Godby compared the spending pattern of the U.S. to a household; as a household gets wealthier, it typically has higher debt loads. A wealthier family might buy a larger house and take on a larger mortgage. It might purchase a nicer car and pay for more expensive college education. All these things that a household takes on debt for as it becomes wealthier will, of course, increase its debt load.
“The question is, what does the debt load look like in proportion to your income? In proportion to your assets and your net worth?” Godby said.
The degree of willingness to meet those debt obligations is an additional concern.
“That’s where a decision to default could really cause significant costs to the U.S. economy,” Godby explained; uncertainty about the U.S.’ willingness to pay back its debt could downgrade its credit, increase interest rates and have negative rippling effects throughout the nation’s economy.
But at this early point, the conflict in Washington doesn’t appear to have touched the nation’s economy.Government services haven’t been impacted very much. And so far, markets also seem unaffected by the potential threat of a default.
That could change, though, as the “X date” draws nearer. During a similar situation in 2011, the federal government reached an agreement on raising the debt ceiling at the midnight hour as markets dropped and the nation’s credit was downgraded in anticipation of it defaulting on its debt. That cost the U.S. economy roughly $1.3 billion increased interest payments, according to the U.S. Government Accountability Office.
Wyoming impact?
It’s unclear how the battle in Washington over the debt ceiling might affect Wyoming.
Michael Pearlman, the spokesperson for Gov. Mark Gordon’s office, said in an email to the Star-Tribune that at this point Wyoming hasn’t received guidance from the U.S. Treasury about what would happen if Congress doesn’t reach an agreement by the “X date,” though he said that the state “will be prepared.”
In any case, he expressed confidence that the federal government will reach an agreement before defaulting on its debt.
“Wyoming is not unfamiliar with the impacts of gridlock in Washington DC, and we expect the federal government to live up to its financial commitments,” Pearlman said.

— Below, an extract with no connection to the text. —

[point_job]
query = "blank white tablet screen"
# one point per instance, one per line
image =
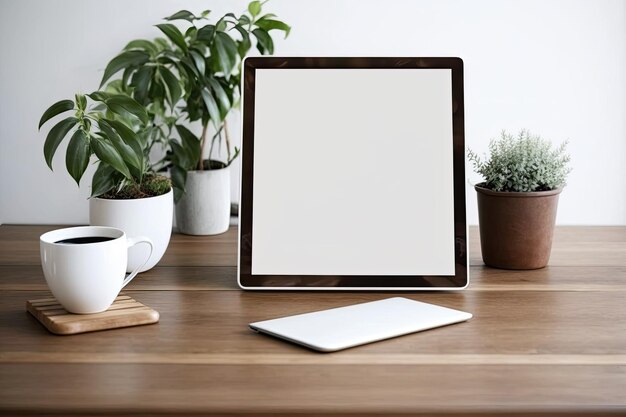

Unlike the nation defaulting on its debt, which is unprecedented, government shutdowns have occurred a number of times before. The federal government could choose, however, to halt federal-funded services if it were no longer able to meet its debt obligations.

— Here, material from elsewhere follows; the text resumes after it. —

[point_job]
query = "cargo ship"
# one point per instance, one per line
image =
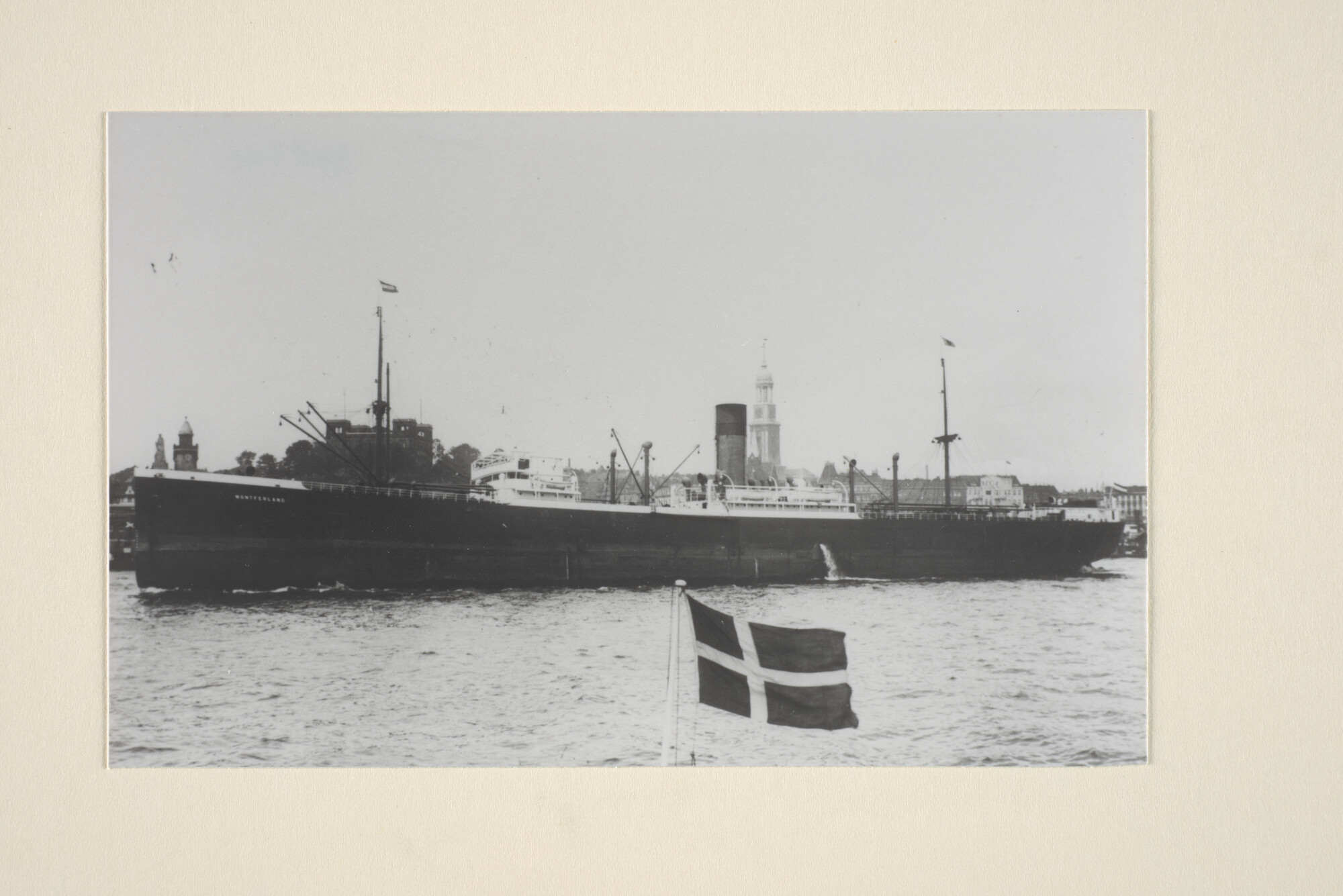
(523, 522)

In past instances of federal government shutdown, Pearlman said, the U.S.Treasury prioritized the flow of funds for Wyoming and other states.

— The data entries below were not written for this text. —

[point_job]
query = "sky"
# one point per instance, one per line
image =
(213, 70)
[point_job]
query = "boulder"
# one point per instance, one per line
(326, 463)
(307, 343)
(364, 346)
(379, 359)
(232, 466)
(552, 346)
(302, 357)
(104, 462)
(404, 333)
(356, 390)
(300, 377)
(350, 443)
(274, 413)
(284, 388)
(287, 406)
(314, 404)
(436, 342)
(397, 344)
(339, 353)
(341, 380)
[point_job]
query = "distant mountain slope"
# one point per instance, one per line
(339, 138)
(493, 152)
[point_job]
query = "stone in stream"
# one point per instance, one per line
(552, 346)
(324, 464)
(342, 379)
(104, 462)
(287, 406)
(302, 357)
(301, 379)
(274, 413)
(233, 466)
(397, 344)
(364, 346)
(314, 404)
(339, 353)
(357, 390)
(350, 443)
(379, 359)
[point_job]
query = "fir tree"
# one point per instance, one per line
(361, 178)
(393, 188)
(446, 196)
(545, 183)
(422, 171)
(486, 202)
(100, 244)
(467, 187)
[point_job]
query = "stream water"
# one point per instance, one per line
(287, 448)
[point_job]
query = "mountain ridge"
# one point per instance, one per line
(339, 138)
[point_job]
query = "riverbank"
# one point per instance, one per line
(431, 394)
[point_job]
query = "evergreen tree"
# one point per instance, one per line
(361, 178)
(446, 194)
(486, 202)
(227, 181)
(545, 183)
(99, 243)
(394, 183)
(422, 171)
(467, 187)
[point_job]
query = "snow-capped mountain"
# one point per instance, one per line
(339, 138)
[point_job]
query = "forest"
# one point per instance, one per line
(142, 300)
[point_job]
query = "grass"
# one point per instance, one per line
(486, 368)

After the U.S. Treasury distributes remaining federal funds to prioritized programs, federally funded positions could be subject to furloughs, he explained.
It’s possible, Godby said, that the federal government chooses to halt federally-funded services in anticipation of the “X date.”
Part of such a decision could be motivated by a need to conserve funds and avoid more systemic economic damage. But it could also be a negotiating tool to demonstrate the consequences of failing to reach an agreement.
Officials from several federal agencies in Wyoming told the Star-Tribune that they couldn’t “speculate on unforeseen circumstances” when asked what they would expect to happen if the federal government fails to reach an agreement by the “X date.” They didn’t provide clarity on whether or not they have already felt some impact from the standoff.